Williams is considered one of the promising young coaches in the NBA. Trail Blazers Head Coach Nate McMillan charged Williams with running the team’s 2007 and 2008 entries into the NBA Summer League in Las Vegas. The two teams featured young Trail Blazers prospects Greg Oden, LaMarcus Aldridge, Petteri Koponen, Jerryd Bayless and Nicolas Batum.
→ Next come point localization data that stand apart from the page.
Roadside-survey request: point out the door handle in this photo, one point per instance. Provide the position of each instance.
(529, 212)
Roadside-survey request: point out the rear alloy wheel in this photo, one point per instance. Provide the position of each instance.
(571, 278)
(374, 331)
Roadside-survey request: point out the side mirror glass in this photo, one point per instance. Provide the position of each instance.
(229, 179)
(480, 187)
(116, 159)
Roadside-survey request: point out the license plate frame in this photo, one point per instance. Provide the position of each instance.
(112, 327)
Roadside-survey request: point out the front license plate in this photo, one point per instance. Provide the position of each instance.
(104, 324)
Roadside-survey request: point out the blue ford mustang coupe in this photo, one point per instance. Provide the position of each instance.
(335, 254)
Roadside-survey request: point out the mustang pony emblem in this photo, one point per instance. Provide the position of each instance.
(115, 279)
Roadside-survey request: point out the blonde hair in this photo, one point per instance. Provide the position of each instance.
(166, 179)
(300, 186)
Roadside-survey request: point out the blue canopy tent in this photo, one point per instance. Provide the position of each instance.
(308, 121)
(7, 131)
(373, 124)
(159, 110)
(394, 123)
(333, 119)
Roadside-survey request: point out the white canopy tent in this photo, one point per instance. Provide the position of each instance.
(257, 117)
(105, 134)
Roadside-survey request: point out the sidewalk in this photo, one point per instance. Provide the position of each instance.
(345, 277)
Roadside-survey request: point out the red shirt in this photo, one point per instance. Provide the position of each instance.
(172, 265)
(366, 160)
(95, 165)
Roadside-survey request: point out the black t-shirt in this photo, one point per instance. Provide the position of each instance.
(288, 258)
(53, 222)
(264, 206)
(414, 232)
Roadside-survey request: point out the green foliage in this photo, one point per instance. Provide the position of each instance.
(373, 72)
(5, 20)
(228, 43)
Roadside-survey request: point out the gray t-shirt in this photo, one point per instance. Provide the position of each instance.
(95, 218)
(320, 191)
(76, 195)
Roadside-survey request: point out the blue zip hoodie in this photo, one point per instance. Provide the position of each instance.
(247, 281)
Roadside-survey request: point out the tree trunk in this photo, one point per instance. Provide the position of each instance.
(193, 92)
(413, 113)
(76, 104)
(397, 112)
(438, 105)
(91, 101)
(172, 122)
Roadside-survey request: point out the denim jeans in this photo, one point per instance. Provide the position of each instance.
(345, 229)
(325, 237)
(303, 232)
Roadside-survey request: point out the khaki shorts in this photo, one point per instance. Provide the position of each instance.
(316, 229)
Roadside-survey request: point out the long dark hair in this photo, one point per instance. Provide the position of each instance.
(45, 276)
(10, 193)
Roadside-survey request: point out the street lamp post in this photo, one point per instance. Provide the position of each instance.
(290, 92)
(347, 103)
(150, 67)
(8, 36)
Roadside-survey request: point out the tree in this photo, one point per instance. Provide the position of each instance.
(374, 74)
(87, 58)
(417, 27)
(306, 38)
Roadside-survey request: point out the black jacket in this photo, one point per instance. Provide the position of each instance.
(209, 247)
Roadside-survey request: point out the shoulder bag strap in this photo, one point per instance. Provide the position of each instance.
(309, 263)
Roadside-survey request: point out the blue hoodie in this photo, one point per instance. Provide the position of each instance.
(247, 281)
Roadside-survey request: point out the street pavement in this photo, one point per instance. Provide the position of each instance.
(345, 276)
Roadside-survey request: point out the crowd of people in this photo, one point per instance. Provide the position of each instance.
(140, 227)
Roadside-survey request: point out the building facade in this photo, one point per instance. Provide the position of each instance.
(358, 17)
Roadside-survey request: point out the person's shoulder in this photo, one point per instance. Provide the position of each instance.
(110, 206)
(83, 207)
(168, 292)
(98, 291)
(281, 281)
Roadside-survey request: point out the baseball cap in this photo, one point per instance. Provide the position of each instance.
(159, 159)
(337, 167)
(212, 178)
During his time with the Trail Blazers, Williams spent a great deal of time working with Travis Outlaw and Martell Webster. He focused on consistency, instilling intensity and purpose every day in practice, as well as in games. Before being traded to the Los Angeles Clippers in the 2009-10 season, Outlaw increased his scoring and rebounding average twice in four seasons during Williams’ tenure. Webster and Williams both entered their first season with the Trail Blazers in 2005-06. Like Outlaw, Webster saw numerous improvements in a number of statistical categories, including points, rebounds per game, and field-goal percentage.

Prior to joining the Trail Blazers, he won an NBA Championship as a coaching staff intern with the San Antonio Spurs in 2004-05, and during the summer of 2005, coached the Spurs’ Summer League entry in the Rocky Mountain Revue.

Selected by New York in the first round (24th overall) of the 1994 NBA Draft, Williams was a nine-year veteran of the NBA before chronic knee problems forced him into retirement in 2003. Hailing from Notre Dame, Williams played for the Knicks, San Antonio, Denver, Orlando and Philadelphia. His best season was with the Spurs in 1996-97, when he averaged 9.0 points, 3.2 rebounds and 1.4 assists in 65 games and shot 50.9% from the field. In 456 career games, he averaged 6.3 points per game.

He was an honorable mention All-American at Notre Dame after averaging 22.4 points and 8.4 rebounds during his senior season. Williams was away from basketball for two years during college (from 1990 to 1992) after being diagnosed with hypertropic cardiomyopathy, a rare condition of thickened muscle between the chambers of the heart. He earned a degree from Notre Dame’s College of Arts and Letters, majoring in communications and theatre. In high school, he was a 4.0 student at Potomac High School in Oxon Hill, Md.

Active in the Fellowship of Christian Athletes, he was involved with fellow NBA guard Charlie Ward in distributing shoes and athletic equipment to impoverished communities in South Africa. He and his wife, Ingrid, are the parents of five children.